Nie mogłem wam donieść wcześniej — leżałem na brzegu omdlony pod ciężarem tego, który konał na mem ramieniu.
Koszuba: Trzeba czynu wielkiego jak niedola tej ziemi, głębokiego jak groby naszych ofiar (ukazuje morze).
Matiuszenko: Zasypmy kartaczami forty — wysadźmy na ląd żołnierzy — szturmem wziąć kazarmy —
Riesniczenko: Nie mamy na to oficerów.
Koszuba: Naznaczmy z pośród siebie.
Aleksiejew: Tylko bieda, że takich jak wy nikt nie będzie słuchał. Oficerowie muszą być lub muszą wydawać się istotami wyższej rasy — spełniającymi wolę niedosiężnego prawa.
Werkmajster: A to, co my tu uradzimy — to tyle, co kupa mielących języków na jarmarku.
Aleksiejew: Nasz pancernik wogóle za dużo mówi.
Kozak: Zmienił sia w bałagan.
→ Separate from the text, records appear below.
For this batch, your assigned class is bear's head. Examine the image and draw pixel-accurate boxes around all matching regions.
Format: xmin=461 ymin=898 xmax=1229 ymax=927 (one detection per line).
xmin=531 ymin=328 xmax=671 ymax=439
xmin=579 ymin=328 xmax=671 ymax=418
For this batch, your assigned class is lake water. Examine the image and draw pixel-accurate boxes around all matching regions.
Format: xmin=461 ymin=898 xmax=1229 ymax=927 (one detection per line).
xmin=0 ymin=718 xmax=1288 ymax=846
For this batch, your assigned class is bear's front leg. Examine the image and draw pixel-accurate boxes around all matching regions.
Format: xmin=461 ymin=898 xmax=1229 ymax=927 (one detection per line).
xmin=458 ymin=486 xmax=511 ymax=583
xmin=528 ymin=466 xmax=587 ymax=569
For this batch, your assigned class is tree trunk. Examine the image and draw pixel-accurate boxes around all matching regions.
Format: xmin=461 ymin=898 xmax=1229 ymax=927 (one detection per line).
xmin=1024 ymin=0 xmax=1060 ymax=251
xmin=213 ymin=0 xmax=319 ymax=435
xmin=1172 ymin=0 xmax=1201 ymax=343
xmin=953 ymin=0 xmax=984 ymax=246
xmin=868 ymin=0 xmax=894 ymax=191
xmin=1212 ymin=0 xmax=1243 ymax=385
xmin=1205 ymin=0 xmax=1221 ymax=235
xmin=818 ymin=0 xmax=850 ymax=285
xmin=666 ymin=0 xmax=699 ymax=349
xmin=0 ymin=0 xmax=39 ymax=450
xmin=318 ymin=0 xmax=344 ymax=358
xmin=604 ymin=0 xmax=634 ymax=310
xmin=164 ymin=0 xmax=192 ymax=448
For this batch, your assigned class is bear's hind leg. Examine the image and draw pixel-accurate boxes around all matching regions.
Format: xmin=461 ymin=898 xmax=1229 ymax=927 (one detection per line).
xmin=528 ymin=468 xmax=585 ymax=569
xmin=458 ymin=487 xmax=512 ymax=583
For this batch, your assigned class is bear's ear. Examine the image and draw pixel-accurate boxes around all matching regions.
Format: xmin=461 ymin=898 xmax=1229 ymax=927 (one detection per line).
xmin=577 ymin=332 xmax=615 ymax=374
Treba strelać, ot co.
Zwenigorodzki: Nasz pancernik zmienia się w wielki sąd nad Rosyą. I wara obniżać wielkie znaczenie słowa.
Napiszmy proklamacyę do całego cywilizowanego świata —
Zwróćmy się z zaklęciem bratniem do żołnierzy i Kozaków.
Kto umie na maszynie pisać?
Inżynier Kowalenko: Ja mogę.
Dr. Golenko (ciągnie go za połę): E, nie umiecie — zrobicie jeszcze błąd — i puls nieprawidłowy — o, to źle.
Jako lekarz, zabraniam inżynierowi Kowalence sforsowania — jest słaby na serce — choć on o tem sam nie wie. (cicho) Naco wy to robicie?
Inżynier Kowalenko: Ja robię tak jak podpowiada moje sumienie.
Piszmy.
Kozak: Ho, ho — jak starii Kozaki do sułtana? Tylko ostroumnie — i nie zabudźcie mamy.
(Inżynier siada na uboczu i pisze — Zwenigorodzki układa odezwę — schodzą się majtkowie, tłumem oblegają komitet.)
Strona:PL Miciński - Kniaź Patiomkin.djvu/92
Ta strona została przepisana.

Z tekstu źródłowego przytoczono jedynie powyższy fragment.